Apache Kafka Architecture

Learn about the high-level architecture of Apache Kafka and its open-source ecosystem, and perform basic operations using the Kafka CLI.

Apache Kafka: key components

Apache Kafka is a distributed system and has multiple components that coordinate and work together.

Press + to interact
Apache Kafka: high-level architecture
Apache Kafka: high-level architecture

Here are some key components of Kafka.

Brokers

A broker, also known as a node or server, is a fundamental building block that runs the main Kafka process. A production-grade deployment requires three or more brokers to achieve high availability and scalability. Brokers are clustered together, and each cluster has a leader that can have one or more follower nodes that replicate data from it.

Client application

Producers send messages to Kafka, which are composed of a key and a value (with the key potentially being null). Meanwhile, consumer applications subscribe to retrieve and handle these events. Producers and consumers operate independently and without knowledge of one another. Consequently, producers can write events to Kafka without awareness of who consumes them, while consumers can read them from Kafka without knowing who produced them.

Topic

Messages sent by producers are stored and organized into topics, with each message being appended to the end of the topic (similar to that of the commit log). A topic can have multiple producers that send events to it, as well as numerous consumers that subscribe to these events. Unlike conventional messaging systems, events in a topic can be read multiple times because they are not deleted after being consumed. Instead, a per-topic configuration determines how long Kafka should store the events, after which older events are discarded.

Partition

Each topic comprises one or more partitions, with each message assigned to a specific partition via a hash function applied to the key (in cases where the key is null, a round-robin approach is adopted instead).

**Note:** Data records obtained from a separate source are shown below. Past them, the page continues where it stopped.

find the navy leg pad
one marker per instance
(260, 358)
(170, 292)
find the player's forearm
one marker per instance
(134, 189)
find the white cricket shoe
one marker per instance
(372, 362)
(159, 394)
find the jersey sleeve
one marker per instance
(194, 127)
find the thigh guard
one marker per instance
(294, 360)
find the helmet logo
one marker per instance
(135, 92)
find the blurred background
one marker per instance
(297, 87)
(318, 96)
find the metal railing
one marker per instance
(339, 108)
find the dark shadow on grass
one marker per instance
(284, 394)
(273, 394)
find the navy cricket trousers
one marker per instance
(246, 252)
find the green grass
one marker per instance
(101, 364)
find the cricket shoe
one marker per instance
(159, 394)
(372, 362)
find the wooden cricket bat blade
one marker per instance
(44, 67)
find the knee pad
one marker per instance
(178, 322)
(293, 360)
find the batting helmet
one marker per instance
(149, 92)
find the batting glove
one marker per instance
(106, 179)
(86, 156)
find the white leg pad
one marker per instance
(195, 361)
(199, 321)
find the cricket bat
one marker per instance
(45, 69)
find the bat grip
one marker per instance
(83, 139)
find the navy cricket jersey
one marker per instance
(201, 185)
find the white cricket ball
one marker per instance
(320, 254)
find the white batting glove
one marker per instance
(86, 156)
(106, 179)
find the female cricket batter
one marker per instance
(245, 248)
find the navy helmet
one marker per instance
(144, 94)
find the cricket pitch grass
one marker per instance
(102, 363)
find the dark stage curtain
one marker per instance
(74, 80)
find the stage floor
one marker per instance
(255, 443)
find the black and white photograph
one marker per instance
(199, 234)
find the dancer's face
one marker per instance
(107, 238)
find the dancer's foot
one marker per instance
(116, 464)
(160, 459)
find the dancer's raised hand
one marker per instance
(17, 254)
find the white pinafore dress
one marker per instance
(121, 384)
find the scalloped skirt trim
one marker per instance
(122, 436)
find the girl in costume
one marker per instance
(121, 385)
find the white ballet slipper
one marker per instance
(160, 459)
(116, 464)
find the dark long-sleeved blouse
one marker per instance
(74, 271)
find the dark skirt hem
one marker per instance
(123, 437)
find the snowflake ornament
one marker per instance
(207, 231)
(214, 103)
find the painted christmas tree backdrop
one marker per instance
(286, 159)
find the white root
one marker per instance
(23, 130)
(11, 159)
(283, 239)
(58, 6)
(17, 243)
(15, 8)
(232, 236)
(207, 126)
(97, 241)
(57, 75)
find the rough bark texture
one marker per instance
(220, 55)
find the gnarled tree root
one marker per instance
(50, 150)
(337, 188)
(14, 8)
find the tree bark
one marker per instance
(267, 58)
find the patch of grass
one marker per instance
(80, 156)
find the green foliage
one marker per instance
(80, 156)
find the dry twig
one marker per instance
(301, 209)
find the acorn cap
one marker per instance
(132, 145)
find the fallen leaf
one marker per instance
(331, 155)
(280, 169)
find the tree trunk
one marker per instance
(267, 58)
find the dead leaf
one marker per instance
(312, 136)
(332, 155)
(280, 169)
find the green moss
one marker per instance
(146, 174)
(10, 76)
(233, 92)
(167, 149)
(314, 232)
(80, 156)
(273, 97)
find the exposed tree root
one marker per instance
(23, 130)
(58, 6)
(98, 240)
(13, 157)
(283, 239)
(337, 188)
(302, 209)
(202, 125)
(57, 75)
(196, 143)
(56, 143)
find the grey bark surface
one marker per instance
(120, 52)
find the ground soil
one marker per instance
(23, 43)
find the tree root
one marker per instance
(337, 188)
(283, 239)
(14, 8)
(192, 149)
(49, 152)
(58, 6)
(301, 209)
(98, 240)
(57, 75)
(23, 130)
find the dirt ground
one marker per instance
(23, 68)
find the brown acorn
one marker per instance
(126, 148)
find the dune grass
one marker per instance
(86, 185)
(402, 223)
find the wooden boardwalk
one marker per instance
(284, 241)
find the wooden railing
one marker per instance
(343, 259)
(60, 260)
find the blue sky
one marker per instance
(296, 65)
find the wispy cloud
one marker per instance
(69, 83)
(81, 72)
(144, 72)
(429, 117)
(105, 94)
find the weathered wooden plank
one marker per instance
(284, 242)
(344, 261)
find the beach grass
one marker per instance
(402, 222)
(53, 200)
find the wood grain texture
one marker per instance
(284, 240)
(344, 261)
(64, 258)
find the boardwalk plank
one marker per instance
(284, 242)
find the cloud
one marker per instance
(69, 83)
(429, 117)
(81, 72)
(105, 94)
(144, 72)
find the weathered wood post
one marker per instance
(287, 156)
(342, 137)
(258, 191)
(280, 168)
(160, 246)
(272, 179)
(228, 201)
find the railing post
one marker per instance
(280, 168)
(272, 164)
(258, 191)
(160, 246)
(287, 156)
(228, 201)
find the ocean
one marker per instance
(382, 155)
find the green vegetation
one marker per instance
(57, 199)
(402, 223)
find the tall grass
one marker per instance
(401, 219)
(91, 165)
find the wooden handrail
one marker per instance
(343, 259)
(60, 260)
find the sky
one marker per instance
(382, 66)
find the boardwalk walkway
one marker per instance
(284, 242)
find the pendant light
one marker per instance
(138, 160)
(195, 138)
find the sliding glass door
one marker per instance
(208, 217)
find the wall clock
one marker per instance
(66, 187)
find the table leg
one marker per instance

The Kafka cluster replicates data across all of these partitions. This distributed placement of data is critical for scalability, because it enables client applications to read from and write to the data across multiple brokers simultaneously.

The Apache Kafka ecosystem

Kafka is not just a stand-alone piece of software. One of the key reasons behind its popularity and adoption is its rich ecosystem of open-source libraries and open-source tools, with some being part of the core Kafka project (for example, Kafka Connect), while others are independent projects that integrate with and are designed to work on top of Kafka (for example, Strimzi).

Here is an overview of the open-source components that are part of the core Kafka project. Most of these will be covered in this course.

  • Kafka Client APIs: These are the Producer and Consumer APIs that allow client applications to write and read data from Kafka topics, respectively. These APIs are a very important part of the overall ecosystem since other components (described in this section) rely on and are built on top of these APIs. Kafka also has client libraries in multiple programming languages, but the Java client is part of the core Kafka project.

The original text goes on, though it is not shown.